このように、私たちは賢くなればなるほど、たくさんの連想ゲームができるようになります。怖いものがたくさんある人は、たくさんのことを知っている賢い人でもあるのです。

まだ起きていないことを心配する力
社会学習とルール支配行動

 恐怖条件づけは実際に経験することで恐怖を学習しますが、私たちはまだ一度も経験したことのない危険も心配することができます。地球の反対側で起こっている戦争を怖がったり、一度も死んだことはないはずなのに死を恐れたりします。これらは条件づけのメカニズムでは説明できません。

 人は自分が体験したことだけでなく、他人が経験したことからも学習できるのです。
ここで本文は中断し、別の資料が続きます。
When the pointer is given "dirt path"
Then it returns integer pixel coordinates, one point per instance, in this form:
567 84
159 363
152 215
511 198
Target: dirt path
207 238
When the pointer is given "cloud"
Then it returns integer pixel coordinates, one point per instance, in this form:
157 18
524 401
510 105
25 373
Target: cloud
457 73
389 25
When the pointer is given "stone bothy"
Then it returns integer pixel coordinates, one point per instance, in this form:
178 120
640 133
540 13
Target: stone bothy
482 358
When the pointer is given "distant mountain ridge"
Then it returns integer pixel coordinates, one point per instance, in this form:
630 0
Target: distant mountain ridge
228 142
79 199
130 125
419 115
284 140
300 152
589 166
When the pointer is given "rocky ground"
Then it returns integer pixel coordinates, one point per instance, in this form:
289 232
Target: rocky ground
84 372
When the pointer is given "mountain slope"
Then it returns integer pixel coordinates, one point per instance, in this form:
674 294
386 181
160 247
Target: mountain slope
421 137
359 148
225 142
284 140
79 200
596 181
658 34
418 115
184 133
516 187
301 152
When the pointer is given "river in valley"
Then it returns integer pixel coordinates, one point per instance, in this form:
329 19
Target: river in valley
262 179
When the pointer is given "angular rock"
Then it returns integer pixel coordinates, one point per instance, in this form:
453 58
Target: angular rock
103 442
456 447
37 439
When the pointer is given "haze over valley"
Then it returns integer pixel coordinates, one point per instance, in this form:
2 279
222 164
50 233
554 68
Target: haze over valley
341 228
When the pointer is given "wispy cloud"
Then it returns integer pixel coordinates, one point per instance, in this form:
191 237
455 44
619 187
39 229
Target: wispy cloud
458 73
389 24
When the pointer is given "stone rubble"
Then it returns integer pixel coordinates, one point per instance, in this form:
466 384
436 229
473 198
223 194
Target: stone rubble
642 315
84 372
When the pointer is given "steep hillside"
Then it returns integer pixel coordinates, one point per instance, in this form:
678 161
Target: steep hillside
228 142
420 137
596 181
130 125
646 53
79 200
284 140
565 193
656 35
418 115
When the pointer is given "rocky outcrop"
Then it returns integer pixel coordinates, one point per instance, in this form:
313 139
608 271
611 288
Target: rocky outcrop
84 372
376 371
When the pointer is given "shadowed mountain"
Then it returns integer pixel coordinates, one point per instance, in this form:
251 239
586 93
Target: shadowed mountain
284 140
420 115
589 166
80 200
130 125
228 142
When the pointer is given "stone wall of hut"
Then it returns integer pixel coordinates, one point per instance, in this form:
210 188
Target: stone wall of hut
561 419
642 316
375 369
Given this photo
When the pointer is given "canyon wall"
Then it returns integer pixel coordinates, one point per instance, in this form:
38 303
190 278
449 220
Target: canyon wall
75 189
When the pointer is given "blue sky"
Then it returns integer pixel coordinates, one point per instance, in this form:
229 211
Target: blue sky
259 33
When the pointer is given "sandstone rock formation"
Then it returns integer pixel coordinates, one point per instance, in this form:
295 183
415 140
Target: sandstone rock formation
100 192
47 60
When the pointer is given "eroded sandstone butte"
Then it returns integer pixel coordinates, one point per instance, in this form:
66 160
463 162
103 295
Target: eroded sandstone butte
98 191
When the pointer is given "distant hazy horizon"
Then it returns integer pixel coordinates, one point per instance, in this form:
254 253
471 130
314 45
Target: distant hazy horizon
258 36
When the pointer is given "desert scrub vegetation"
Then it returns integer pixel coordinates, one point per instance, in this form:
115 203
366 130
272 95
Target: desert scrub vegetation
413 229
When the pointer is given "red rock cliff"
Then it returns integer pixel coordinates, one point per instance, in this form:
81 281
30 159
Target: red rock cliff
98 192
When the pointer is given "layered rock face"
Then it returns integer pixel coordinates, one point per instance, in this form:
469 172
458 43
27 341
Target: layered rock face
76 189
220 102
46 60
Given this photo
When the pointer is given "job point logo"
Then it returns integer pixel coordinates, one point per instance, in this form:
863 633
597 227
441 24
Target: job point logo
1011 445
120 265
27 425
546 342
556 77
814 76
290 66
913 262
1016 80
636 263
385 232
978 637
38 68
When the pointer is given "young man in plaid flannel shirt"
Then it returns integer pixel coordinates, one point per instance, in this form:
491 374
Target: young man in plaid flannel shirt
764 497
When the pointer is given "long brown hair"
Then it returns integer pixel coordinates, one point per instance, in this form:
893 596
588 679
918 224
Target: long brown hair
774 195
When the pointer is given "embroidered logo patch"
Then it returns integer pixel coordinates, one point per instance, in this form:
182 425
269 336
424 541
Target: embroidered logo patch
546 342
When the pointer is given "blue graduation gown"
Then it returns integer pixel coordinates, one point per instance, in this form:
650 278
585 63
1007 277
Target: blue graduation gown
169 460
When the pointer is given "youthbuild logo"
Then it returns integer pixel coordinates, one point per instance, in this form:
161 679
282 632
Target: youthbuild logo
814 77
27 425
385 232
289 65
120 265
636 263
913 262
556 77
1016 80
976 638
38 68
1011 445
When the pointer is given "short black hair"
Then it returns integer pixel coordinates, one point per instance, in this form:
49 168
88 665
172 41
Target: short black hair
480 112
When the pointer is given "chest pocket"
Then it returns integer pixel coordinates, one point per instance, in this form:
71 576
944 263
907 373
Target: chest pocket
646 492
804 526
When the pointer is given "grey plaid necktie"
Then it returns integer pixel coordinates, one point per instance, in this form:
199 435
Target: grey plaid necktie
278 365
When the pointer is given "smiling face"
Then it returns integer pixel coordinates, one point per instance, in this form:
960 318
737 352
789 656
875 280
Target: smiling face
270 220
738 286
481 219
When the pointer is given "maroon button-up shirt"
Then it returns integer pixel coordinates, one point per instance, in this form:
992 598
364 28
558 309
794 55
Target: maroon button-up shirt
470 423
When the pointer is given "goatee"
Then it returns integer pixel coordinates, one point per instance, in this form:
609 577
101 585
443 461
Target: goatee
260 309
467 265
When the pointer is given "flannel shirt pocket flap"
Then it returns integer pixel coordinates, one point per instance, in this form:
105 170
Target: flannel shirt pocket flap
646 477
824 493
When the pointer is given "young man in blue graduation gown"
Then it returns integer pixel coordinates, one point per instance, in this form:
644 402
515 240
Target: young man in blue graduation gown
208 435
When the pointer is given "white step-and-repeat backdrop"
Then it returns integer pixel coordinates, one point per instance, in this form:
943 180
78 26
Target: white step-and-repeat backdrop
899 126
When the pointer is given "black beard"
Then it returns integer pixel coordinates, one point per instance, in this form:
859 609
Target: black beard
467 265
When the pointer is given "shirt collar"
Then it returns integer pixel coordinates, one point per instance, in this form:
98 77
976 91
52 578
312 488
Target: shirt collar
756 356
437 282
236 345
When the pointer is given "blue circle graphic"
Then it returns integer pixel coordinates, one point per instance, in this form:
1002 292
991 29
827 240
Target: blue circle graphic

これを社会学習といいます。

 職場で遅刻してきた人がこっぴどく叱られているのを目撃したら、次の日から時間どおりに出勤しようとするでしょう。「人のふり見てわがふり直せ」と言いますが、これは人だけでなく、チンパンジーなども持っている能力です。

 私たちが戦争を防ごうと思えるのは、実際に戦争の被害に遭った人たちがいて、その人たちの悲しみや苦労を見て学習しているからです。

 では、死についてはどうでしょうか?

 私たちは死んだ人を見たことがあっても、死んだ人が死んだことをどう思っているのか、死んだあとにどこへ行くのかを知る術がありません。「死んでよかった」と答える死人がいてもおかしくないのですが、それなのに死は悪いことで、寿命は延ばすべきだと考えているふしがあります。それはなぜでしょうか?

 その理由は人とチンパンジーの違いにあります。

 人とチンパンジーのいちばん大きな違いは、言葉を使うことです。言葉を使うと自分や他人が体験したことだけでなく、架空のおとぎ話からも学習することができます。

 たとえば、サンタクロースの存在を信じている子どもは、サンタクロースからプレゼントをもらうために手紙を書き、クリスマスの直前はお利口でいようとします。チンパンジーは賢い動物ですが、サンタクロースとプレゼントの因果関係はわかりません。チンパンジーに「あなたがプレゼントをもらえたのはサンタクロースのおかげよ」と言葉で伝えることができないためです。